At an altitude of over 1,000m, Tam Dao was once home to over 200 French villas, a collection of hotels and restaurants, a swimming pool and even a dance auditorium all coming together to form northern Vietnam’s first hill station and health spa. Today, while the pool may be empty and the 1920s ball gowns off the scene, Tam Dao retains an element of charm and a welcome respite from the oft-well heated plains below, over which Tam Dao offers some splendid views.
Most of Tam Dao was destroyed by the Viet Minh in their war with the French but you can still see a few relics of the French presence here, including the empty pool and a few of the more dilapidated villas. But the villas are all going the way of the dodo and their more modern replacements are far from charming. Best described as a half fishbowl wedged onto a hilltop, Tam Dao Hill Station backs onto a large pine forest. The centre of town is marked by the park, with the com pho places and the large hotels behind it. Sitting over the drop onto the plains sits a decrepit, rundown hotel, from the roof of which a splendid view can be enjoyed of the plains below. As you sit there, you can imagine the balls and parties that would have been held on this rooftop back when the French still ran the place.
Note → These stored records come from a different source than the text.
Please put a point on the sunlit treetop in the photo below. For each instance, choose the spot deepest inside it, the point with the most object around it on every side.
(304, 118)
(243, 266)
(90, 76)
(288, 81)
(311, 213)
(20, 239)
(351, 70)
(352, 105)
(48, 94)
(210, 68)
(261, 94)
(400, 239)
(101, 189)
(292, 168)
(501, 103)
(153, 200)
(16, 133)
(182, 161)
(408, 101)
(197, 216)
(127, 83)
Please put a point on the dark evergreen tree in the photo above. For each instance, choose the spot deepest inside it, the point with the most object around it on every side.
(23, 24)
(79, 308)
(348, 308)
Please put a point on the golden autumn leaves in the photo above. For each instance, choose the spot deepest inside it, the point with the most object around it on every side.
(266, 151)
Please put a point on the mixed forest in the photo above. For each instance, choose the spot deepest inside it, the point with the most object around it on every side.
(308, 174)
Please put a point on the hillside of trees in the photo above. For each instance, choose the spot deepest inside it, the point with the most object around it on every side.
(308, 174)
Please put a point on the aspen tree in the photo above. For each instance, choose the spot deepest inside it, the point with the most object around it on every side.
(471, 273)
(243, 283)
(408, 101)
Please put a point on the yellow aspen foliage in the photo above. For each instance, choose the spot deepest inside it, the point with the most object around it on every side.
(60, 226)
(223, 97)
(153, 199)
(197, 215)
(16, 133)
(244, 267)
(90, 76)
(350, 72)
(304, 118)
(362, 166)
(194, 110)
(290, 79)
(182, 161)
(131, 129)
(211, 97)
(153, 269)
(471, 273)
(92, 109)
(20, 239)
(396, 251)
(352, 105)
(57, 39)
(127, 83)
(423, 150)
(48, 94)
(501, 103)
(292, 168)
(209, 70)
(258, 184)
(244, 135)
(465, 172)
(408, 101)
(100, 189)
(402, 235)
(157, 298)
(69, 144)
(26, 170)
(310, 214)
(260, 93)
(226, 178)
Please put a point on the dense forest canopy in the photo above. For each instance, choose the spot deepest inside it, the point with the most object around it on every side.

A new golf course and villa complex is being built on the road up to Tam Dao’s peak. At present it offers nine holes with plans to complete the other nine before October 2006. It represents quite a spectacle contrasting bright pitch perfect lawns and greens with the hills overlooking the course. Conical hatted caddies can accompany you as you putt around the course and although incomplete it offers some fantastic golf for enthusiasts eager to hit a small white ball away from themselves. Final plans for the resort include a professional pro shop, resort-style hotel, villas, restaurants and shops.